L’Eutelia è un caso che mostra tutte le debolezze dei protagonisti di questo momento buio della storia italiana: la fase di spinta del grande capitalismo italiano si è spenta, alzando il sipario sugli attori minori. I Landi, per esempio, titolari di un’agenzia di assicurazioni ad Arezzo e improvvisamente diventati protagonisti nella grande mischia del compra-vendi di enormi aziende.
Il capitalismo italiano avrebbe bisogno che il sistema fosse dotato di strumenti più adeguati del commissariamento liquida-aziende o dell’ossigeno rarefatto della cassa integrazione. Servono programmi di sviluppo, ad esempio un’agenzia di riconversione dei lavoratori qualificati (per i quali le aziende hanno investito in formazione); vanno recuperati i soldi eventualmente fatti sparire dai bilanci e sottratti illecitamente ai mercati utilizzandoli nel rilancio dell’economia; occorrono messaggi e azioni concrete che fungano da deterrenti per il domani. Servono politiche industriali che mirino al futuro e non al presente dei grandi o piccoli affari delle svalutazioni aziendali.

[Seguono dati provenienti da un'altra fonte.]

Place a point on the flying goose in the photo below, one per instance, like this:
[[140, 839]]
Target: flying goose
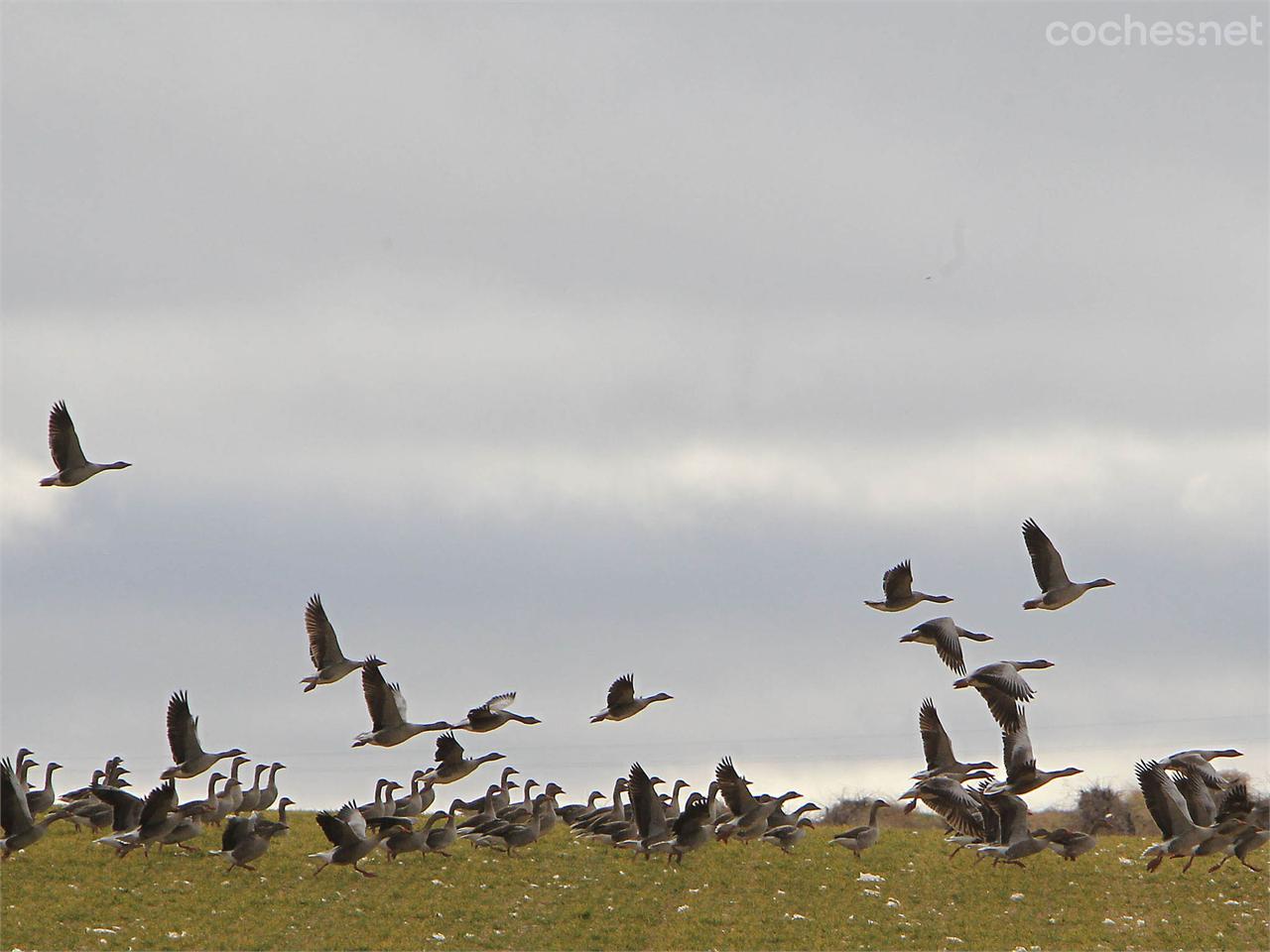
[[1057, 589], [1001, 685], [187, 753], [1197, 762], [72, 468], [451, 763], [246, 838], [940, 760], [651, 824], [1016, 839], [748, 815], [860, 838], [952, 801], [897, 585], [385, 702], [21, 829], [1021, 772], [493, 715], [1167, 807], [353, 837], [947, 636], [622, 702], [324, 649]]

Nel caso dell’Eutelia pare ci fosse qualcuno interessato ad acquistare l’azienda liberata da tutti i lavoratori (e del loro costo) e dotata solo del suo “piccolo” patrimonio di 13.000 km di fibre ottiche utili per le tv… Dietro le quinte del teatro, c’è chi ha profittato di questo vuoto di decisioni governative?

Nel 1948, in un’Inghilterra stremata dalla seconda guerra mondiale, distrutta e bombardata, si era compreso che curare i malati avrebbe reso più del lasciarli morire e che l’economia se ne sarebbe giovata. Si decise di mettere in piedi il sistema sanitario nazionale: curare i malati fu una delle prime aree dell’economia nazionale a svilupparsi. Così oggi appare più chiaro perché il sistema pubblico nelle crisi economiche sia fondamentale per far ripartire l’economia.
Governare e ragionare di un paese come l’Italia secondo la stretta logica degli affari o del mercato, in un momento in cui il mondo occidentale sta riconvertendo le economie, finirà con il portarci definitivamente al baratro.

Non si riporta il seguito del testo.